TELEGRAPH VIEW
22 June 2016 • 11:57am
We are not "quitters", Prime Minister |
As the Prime Minister has said, the result will affect the children and grandchildren of those going to the polls. He implied that this meant anyone who cared about their family should vote to stay. Leavers, he suggested, were placing their kith and kin in jeopardy and their country in peril. They were, by definition, quitters.
Since it was Mr Cameron who offered a referendum in which Leave is one of two options, it is unwarranted for him now to stand outside No 10 Downing Street and treat many of those who put him there with such disdain. Many of these “quitters” were instrumental in securing the Tories a parliamentary majority for the first time since 1992. Now they are being told that the great national debate about Britain’s place in the world in which they were invited to participate was really a Hobson’s Choice.
Unlike the Prime Minister, the Baby Boomer generation who disagree with him took part in the 1975 referendum, Then in their late teens and early twenties, they voted Yes to remain by a large margin. The final result was 2:1 in favour of staying in what was then called the Common Market.
These voters, unlike their children, have had 40 years to question whether they made the right decision. What they endorsed in 1975 has changed beyond all recognition, growing from nine countries to 28 and morphing from an economic community into a political union.
It is possible that the voters now being told they are putting the futures of their grandchildren on the line have changed their minds for a very good reason: they have seen how the promises made then were either fallacious or never fulfilled.
It is possible that the voters now being told they are putting the futures of their grandchildren on the line have changed their minds for a very good reason: they have seen how the promises made then were either fallacious or never fulfilled.
They have witnessed at first-hand how, whenever the British government has tried to resist the gradual ratcheting up of the EU’s centralising ambitions, they have gone ahead regardless.
These people are not “quitters”; they were asked by Mr Cameron to reach a judgment and have decided that on the experience of the past 40 years Britain would be better off out. After all, what the Prime Minister called “the hopes and dreams of their children” were their hopes and dreams once. But in the words of a rock band at its zenith when the last referendum was staged, they won’t get fooled again.

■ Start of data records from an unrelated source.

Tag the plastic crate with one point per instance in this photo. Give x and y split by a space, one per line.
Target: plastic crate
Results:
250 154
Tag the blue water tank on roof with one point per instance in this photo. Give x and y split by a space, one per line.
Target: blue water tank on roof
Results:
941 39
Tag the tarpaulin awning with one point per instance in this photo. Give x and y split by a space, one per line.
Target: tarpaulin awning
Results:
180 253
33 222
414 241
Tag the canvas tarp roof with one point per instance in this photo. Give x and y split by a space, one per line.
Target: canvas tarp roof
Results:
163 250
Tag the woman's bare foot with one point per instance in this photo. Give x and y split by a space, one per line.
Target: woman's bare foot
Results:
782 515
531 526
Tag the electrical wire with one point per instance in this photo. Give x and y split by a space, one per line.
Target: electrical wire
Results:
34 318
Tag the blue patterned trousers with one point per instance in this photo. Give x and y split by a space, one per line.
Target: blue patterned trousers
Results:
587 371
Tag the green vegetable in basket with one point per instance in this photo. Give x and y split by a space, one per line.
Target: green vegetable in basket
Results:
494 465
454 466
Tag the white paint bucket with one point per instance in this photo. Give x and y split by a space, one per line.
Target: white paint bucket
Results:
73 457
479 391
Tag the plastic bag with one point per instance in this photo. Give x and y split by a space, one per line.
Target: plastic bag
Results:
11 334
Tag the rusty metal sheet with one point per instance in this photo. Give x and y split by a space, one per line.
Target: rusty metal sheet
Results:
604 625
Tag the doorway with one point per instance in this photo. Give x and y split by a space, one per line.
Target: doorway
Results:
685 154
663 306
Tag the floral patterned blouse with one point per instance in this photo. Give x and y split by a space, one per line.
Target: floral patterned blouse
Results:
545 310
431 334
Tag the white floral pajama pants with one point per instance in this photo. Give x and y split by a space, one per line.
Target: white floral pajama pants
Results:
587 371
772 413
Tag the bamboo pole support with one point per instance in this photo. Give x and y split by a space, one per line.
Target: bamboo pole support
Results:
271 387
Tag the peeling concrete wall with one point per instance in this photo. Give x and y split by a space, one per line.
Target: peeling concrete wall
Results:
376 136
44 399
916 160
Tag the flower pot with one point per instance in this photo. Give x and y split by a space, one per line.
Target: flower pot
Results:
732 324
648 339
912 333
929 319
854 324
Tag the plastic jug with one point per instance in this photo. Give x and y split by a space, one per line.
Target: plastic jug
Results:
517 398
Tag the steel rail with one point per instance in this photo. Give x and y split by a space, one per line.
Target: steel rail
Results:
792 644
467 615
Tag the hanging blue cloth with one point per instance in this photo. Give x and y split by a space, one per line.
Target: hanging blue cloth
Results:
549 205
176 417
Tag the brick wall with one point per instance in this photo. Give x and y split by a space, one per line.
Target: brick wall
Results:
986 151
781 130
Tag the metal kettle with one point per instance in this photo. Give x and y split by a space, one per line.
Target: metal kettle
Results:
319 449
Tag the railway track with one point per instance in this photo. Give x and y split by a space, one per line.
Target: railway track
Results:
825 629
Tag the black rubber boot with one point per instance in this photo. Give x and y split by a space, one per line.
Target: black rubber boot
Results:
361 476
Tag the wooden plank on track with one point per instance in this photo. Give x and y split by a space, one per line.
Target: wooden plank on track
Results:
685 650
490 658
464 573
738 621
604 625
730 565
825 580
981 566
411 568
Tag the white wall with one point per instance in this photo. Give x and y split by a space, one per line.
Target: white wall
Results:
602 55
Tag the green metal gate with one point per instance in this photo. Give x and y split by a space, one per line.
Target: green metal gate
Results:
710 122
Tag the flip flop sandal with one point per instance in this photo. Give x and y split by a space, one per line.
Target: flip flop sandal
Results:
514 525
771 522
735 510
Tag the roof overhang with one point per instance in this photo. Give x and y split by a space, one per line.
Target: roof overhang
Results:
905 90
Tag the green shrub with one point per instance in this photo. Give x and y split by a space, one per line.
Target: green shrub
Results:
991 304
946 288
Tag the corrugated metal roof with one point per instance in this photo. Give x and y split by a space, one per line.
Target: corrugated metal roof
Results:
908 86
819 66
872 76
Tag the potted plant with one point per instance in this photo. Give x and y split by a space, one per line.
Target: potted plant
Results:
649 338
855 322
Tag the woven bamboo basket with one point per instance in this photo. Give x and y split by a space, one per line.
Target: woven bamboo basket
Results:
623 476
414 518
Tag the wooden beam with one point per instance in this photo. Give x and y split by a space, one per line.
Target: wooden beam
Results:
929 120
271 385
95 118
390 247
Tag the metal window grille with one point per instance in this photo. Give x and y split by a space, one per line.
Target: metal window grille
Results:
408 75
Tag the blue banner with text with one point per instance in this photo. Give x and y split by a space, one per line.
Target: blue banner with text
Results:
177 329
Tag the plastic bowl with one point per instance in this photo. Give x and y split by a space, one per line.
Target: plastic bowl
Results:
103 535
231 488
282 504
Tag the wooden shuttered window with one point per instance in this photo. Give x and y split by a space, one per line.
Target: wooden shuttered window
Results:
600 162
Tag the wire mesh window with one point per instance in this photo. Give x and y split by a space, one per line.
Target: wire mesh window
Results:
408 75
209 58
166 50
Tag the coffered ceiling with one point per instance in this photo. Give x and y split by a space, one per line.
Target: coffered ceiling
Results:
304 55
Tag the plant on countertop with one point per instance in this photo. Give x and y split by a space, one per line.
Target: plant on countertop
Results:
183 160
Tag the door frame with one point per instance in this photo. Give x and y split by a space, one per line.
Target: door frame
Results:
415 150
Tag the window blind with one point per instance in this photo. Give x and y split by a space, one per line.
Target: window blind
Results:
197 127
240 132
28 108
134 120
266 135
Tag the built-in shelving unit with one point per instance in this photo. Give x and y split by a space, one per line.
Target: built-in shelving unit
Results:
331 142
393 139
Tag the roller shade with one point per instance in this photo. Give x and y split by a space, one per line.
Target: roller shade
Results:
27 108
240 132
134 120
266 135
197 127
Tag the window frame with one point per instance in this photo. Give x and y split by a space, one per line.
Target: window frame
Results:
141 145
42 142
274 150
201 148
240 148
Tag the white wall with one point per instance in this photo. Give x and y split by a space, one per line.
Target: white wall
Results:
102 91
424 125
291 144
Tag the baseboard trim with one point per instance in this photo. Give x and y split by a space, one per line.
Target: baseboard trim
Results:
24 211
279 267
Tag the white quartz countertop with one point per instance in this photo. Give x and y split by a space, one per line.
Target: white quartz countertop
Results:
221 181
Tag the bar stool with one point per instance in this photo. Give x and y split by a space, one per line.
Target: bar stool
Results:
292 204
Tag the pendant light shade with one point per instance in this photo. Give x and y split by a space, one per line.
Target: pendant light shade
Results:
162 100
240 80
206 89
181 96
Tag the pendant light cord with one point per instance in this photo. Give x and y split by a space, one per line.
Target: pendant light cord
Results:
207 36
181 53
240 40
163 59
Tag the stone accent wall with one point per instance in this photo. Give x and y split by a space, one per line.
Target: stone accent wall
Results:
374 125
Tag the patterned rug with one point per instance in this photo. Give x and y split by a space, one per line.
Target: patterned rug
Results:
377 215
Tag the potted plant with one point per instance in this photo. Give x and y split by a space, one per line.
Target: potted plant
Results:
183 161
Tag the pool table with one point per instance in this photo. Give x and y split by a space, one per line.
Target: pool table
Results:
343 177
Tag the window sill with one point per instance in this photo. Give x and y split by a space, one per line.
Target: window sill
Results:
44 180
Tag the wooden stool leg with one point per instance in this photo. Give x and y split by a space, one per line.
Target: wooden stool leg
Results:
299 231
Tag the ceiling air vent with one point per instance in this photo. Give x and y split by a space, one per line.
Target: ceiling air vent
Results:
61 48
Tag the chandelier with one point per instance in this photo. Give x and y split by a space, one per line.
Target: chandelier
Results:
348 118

Not content with telling Leavers that they would impoverish their grandchildren, the Remain camp also accused them of risking an economic meltdown by the weekend. George Soros, the financier whose speculation against sterling in 1992 propelled the pound out of the European Exchange Rate mechanism, warned of a crisis in the markets. The man who brought us Black Wednesday was now anticipating Black Friday.
Leave aside the fact that dropping out of the ERM was the best thing that happened to the British economy in the 1990s, the Remainers seem to be trying to talk up the circumstances in which a crash could happen. Again, since the Government offered us this referendum, it must have taken into account that Brexit was a possibility.
Were it to happen, therefore, it is the job of Ministers – their duty, even – to ensure that stability is maintained in the markets and not to deploy the sort of rhetoric that fuels uncertainty and feeds panic. In particular, it is the task of Mark Carney, the Bank of England Governor, to react to whatever decision the British people reach. Yet he has risked compromising his independence by effectively joining the Remain side of the argument.
Today will see the final frenetic flourishes in a campaign that has failed to rise to the heights it could have achieved. The Leave side has become bogged down in a sometimes tawdry argument about immigration that has resolved little while the Remain camp has abandoned any pretense that Mr Cameron obtained the reformed Europe he sought.
It has relied on threats and fear, perpetuating a scare story that will inevitably have have had an impact on voters concerned for their livelihoods and those of their families. Yet despite that, or possibly because of it, the final polls indicate that the referendum is still too close to call. History beckons - but which way?